YAML Metadata
Warning:
empty or missing yaml metadata in repo card
(https://huggingface.co/docs/hub/model-cards#model-card-metadata)
GuardReasoner Llama-3.2-3B LoRA (1 Epoch - Preliminary)
Binary Classifier
Model Type: LoRA adapter for safety content moderation Base Model: unsloth/Llama-3.2-3B-Instruct Training Method: Reasoning-guided Supervised Fine-Tuning (R-SFT) Status: ⚠️ Preliminary model (1/5 epochs trained)
Overview
This is a LoRA adapter trained to replicate the GuardReasoner approach for safety content moderation.

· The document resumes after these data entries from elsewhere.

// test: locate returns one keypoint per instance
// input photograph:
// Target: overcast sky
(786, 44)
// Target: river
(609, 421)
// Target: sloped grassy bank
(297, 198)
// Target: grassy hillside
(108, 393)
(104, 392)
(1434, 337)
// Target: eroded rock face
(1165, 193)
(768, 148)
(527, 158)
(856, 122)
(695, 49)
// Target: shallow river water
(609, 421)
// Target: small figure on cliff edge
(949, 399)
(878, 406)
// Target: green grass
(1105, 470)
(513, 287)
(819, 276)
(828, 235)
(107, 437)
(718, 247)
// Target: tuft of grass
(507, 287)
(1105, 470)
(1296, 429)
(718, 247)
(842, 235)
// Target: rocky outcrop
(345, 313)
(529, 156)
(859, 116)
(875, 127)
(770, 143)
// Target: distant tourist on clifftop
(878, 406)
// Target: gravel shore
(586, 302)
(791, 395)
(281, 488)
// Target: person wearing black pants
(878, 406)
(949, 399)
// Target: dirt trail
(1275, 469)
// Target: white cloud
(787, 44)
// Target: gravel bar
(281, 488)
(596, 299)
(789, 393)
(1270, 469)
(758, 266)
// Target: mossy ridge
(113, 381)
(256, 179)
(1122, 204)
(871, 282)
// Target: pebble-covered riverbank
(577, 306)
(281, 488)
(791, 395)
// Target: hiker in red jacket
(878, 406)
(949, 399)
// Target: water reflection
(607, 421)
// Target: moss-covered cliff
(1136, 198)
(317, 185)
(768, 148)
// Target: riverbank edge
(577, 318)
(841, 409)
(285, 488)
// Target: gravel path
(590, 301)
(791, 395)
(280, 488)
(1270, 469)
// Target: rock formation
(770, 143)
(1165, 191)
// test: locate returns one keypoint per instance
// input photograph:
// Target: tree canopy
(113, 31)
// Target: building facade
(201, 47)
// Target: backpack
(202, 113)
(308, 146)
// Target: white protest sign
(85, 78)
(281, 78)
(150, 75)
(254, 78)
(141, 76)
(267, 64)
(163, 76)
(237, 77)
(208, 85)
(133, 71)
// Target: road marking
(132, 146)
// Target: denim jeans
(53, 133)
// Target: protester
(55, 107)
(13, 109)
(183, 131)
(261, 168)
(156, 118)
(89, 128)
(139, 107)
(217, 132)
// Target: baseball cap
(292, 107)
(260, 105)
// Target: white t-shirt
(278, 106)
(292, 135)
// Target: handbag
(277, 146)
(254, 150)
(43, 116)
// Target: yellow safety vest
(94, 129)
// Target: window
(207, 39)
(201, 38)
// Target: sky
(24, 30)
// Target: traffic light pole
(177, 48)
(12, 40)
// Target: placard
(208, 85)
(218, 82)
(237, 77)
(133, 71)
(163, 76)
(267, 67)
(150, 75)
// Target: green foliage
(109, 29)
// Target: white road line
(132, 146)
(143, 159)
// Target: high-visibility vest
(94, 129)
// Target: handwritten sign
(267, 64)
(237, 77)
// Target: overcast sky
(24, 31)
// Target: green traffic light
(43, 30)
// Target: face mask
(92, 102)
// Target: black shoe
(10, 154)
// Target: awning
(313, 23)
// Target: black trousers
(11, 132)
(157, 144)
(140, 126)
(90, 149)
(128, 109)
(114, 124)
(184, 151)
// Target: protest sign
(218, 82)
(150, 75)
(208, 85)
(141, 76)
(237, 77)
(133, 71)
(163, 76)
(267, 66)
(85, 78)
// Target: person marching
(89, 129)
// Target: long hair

The model learns to generate reasoning traces before making safety judgments, improving interpretability and accuracy.
Important: This model was trained for only 1 epoch as a proof-of-concept. The GuardReasoner paper recommends 5 epochs for optimal performance. This is a preliminary checkpoint that demonstrates the training pipeline works correctly.
Training Details
Dataset
- Source: Combined dataset from GuardReasoner replication
- Harmful Behaviors (adversarial prompts)
- Harmless Alpaca (benign instructions)
- Total samples: 11,396 training examples
- Format: ChatML with reasoning traces
Training Configuration
- Base Model: unsloth/Llama-3.2-3B-Instruct (4-bit quantized)
- LoRA Config:
- Rank (r): 16
- Alpha: 16
- Dropout: 0
- Target modules: q_proj, k_proj, v_proj, o_proj, gate_proj, up_proj, down_proj
- Training Hyperparameters:
- Learning rate: 5e-5
- Batch size: 2 per device
- Gradient accumulation: 64 steps (effective batch size: 128)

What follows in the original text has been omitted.